Hingegen warnte die Vereinte Dienstleistungsgewerkschaft die Politik vor einer weiteren Schwächung der öffentlichen Haushalte. Verdi-Vorsitzender Frank Werneke forderte die Länder auf, dem Gesetz nicht zuzustimmen: »Die Kommunen finanziell zu schwächen und die Unternehmen zu entlasten, das ist der falsche Weg.«
In der Vermittlung setzte die Union durch, dass die ursprünglich vorgesehene Anzeigepflicht für innerstaatliche Steuergestaltung entfällt – aus Sicht der Linkspartei ein weiteres Bonbon für große Unternehmen. Doch das reichte CDU und CSU nicht, die mit dem Protest der Bauern ihre traditionelle Nähe zu den Landwirten erneuert haben. Die Union will dem Wachstumschancengesetz nun nur dann zustimmen, wenn die Bundesregierung die geplante schrittweise Streichung der Subventionen beim Agrardiesel zurücknimmt.
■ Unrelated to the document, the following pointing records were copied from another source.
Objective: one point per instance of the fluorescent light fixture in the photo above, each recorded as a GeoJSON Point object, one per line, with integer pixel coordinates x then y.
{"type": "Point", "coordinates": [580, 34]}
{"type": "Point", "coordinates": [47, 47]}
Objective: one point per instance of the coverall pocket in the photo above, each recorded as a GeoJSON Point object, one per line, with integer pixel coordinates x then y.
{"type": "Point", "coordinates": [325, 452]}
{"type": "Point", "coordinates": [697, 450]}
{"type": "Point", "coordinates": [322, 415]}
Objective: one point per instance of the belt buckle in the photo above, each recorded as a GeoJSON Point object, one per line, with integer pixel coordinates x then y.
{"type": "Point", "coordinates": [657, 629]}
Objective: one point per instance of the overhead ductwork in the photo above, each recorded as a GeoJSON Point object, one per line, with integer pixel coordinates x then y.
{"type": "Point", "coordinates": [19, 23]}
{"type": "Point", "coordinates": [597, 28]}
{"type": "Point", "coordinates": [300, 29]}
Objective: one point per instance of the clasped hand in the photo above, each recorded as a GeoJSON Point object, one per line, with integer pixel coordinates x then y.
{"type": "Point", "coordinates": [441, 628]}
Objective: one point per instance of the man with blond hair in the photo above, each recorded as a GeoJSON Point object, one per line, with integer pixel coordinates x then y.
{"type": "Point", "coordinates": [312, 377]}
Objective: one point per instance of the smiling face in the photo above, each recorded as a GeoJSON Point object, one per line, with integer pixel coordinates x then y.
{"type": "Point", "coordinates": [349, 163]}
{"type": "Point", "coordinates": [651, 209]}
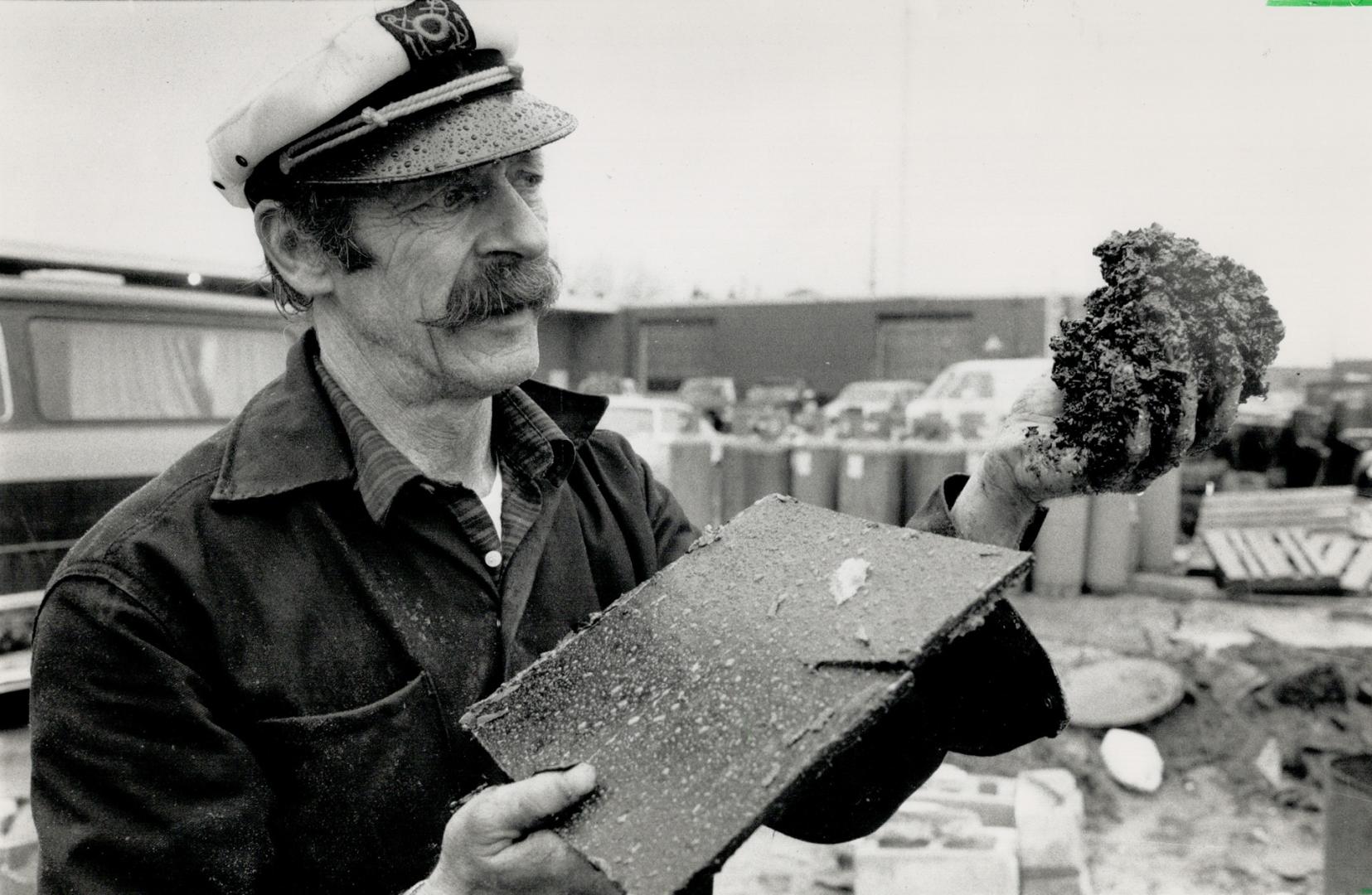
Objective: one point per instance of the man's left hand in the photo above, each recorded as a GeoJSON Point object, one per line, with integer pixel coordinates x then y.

Deshalb konnte der Vermittlungsausschuss den Streit über das Wachstumschancengesetz nicht beenden, auch wenn er den Kompromiss mit den Stimmen der Ampel-Parteien in Bund und Ländern mehrheitlich annahm. Doch dies ist nicht bindend. Politisch versuchen SPD, FDP und Grüne nun, die Union als Bremser dastehen zu lassen, der trotz des finsteren Bildes, den der Jahreswirtschaftsbericht zeichnet, aus parteitaktischen Gründen Entlastungen verhindert. Tatsächlich ist die erforderliche Mehrheit für die Schlussabstimmung im Bundesrat in weite Ferne gerückt. Am 22. März soll diese stattfinden.